Post by DFW HOYA on May 22, 2013 14:14:17 GMT -5
I think Mr. Magoo is looking forward to coaching against Louisville, Duke and NC..... If and when he retire the Shaka Smart and Brad Stevens of the world will come running.
Why, exactly? Did the world come running when Jim Calhoun left? Or Gary Williams? Or John Thompson? The challenge Syracuse faces post-Boeheim is whether the sucesses were a reflection of the coach or the program at large.
Different scenarios are in the mix.
1. The "There's Nothing There Anymore" Argument: A program built on a coach will be good only as long as that coach or his progeny is there. Is Syracuse basketball simply Boeheim's creation? Yes, there was a Syracuse tradition with Roy Danforth and coaches before him, but does it morph into LSU post Dale Brown, or Arkansas after Nolan Richardson, where the successor cannot match the star power under any circumstances?
2. The "Too Much Power" Argument: A program built on a coach exercising decades of control is, by nature, curtailed in his successor. Kevin Ollie does not get the slack that Jim Calhoun got at UConn, and the next coach at Duke might not get the blank check Mike Krzyzewski earned. Does Syracuse want to reign in the program with a change?
3. The "Set A New Example" Argument: Syracuse has been whistling past the graveyard of NCAA enformcent for years. If the sins of the past catch up with this program, how much rebuilding will be forced upon it? That Bill O'Brien has been able to keep Penn State football from turning into a I-AA program is nothing short of remarkable, but football has more of a built-in program longevity.

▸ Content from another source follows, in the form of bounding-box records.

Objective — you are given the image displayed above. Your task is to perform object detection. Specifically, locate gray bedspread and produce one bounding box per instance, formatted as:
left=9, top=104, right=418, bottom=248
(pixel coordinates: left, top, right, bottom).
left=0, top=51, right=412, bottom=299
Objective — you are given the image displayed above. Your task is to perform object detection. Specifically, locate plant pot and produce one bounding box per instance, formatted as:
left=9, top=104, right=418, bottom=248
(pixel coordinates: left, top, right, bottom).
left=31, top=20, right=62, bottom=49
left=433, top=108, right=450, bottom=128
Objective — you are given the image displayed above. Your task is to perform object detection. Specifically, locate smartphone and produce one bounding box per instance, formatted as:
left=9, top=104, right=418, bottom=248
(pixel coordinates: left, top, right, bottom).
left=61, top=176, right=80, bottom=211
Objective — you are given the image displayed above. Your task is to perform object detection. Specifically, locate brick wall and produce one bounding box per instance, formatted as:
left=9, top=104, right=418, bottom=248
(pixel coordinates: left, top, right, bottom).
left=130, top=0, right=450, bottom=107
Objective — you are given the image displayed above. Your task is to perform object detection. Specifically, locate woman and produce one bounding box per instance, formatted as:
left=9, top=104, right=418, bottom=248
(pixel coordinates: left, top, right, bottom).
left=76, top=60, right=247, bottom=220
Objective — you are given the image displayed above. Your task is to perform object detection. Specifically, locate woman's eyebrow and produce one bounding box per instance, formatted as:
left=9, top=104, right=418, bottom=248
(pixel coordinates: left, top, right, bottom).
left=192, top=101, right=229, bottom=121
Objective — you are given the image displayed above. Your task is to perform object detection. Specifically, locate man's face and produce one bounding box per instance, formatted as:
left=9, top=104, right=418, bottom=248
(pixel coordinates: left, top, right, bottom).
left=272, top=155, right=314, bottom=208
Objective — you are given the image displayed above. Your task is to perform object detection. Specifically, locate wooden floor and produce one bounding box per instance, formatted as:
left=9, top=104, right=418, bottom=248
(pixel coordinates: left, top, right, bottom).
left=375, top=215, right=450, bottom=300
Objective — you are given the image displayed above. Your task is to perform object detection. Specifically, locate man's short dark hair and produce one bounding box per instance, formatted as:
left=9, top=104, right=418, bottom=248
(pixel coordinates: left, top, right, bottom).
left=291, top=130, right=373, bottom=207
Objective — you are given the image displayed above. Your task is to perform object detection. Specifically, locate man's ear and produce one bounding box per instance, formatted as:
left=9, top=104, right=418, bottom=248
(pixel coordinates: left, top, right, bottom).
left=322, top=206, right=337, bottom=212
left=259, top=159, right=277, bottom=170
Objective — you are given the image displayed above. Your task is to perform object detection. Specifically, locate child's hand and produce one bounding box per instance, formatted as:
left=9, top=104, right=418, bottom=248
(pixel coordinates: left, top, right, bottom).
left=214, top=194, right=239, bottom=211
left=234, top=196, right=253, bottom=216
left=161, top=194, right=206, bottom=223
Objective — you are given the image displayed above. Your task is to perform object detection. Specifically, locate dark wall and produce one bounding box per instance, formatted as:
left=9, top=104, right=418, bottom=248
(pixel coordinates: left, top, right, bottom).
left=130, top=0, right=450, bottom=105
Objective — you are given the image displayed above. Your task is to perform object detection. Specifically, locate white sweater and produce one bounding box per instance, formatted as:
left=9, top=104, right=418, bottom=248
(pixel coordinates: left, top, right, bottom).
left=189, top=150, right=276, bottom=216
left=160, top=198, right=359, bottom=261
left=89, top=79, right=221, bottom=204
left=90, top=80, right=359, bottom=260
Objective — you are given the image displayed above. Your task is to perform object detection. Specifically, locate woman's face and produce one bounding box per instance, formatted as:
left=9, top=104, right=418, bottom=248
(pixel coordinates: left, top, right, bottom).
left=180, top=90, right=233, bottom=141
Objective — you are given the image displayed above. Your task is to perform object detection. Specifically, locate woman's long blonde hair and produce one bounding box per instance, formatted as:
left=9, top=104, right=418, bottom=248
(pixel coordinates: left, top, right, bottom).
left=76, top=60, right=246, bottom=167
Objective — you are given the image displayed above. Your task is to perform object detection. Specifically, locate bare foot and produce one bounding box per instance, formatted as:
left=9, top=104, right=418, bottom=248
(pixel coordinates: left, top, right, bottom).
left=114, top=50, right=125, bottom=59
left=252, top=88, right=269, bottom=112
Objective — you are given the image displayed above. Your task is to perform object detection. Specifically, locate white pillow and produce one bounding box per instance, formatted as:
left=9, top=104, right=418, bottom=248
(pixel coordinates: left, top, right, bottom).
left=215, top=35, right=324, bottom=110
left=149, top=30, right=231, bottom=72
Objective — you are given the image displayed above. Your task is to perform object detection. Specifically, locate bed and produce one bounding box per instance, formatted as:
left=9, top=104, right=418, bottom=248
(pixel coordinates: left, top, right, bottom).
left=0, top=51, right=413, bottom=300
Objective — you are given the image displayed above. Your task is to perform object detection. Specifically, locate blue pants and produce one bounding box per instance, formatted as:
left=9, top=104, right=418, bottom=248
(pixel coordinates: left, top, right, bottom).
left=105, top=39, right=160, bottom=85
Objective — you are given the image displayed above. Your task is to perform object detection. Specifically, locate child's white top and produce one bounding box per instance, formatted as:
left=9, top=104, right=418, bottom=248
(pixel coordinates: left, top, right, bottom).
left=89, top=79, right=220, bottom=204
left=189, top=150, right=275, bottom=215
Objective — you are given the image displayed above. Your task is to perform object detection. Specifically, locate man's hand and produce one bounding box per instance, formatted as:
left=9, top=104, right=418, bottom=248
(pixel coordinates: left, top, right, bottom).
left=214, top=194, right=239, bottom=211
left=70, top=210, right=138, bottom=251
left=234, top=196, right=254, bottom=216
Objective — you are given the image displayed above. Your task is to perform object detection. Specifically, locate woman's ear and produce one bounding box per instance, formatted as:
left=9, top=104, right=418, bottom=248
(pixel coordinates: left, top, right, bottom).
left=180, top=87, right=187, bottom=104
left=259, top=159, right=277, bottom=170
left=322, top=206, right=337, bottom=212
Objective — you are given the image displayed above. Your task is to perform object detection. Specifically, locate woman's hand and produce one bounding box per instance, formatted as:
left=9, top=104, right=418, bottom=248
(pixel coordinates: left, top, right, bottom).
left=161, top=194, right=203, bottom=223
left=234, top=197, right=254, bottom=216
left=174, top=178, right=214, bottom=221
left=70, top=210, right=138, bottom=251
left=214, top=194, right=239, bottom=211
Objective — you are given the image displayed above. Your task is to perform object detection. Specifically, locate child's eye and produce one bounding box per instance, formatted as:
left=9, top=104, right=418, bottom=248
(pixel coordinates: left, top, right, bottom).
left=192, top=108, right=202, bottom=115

4. The "Perpetual Success" Argument: It could be argued by some that Syracuse is at a level with UNC, Duke, Louisville, etc.: success is expected to such a degree so that any drop-off would be brief and no stone will be left unturned to get it back. But can Syracuse be perpetually good when there are three other ACC schools with larger budgets ahead of them similarly committed to this?
5. The "Who Drives The Bus" Argument: Until 1980, Syracuse was a football school. If Syracuse puts its eggs into the ACC football basket, does it relegate basketball to second chair, as Georgia Tech and BC have done?
The job is for Mike Hopkins. After that, who knows.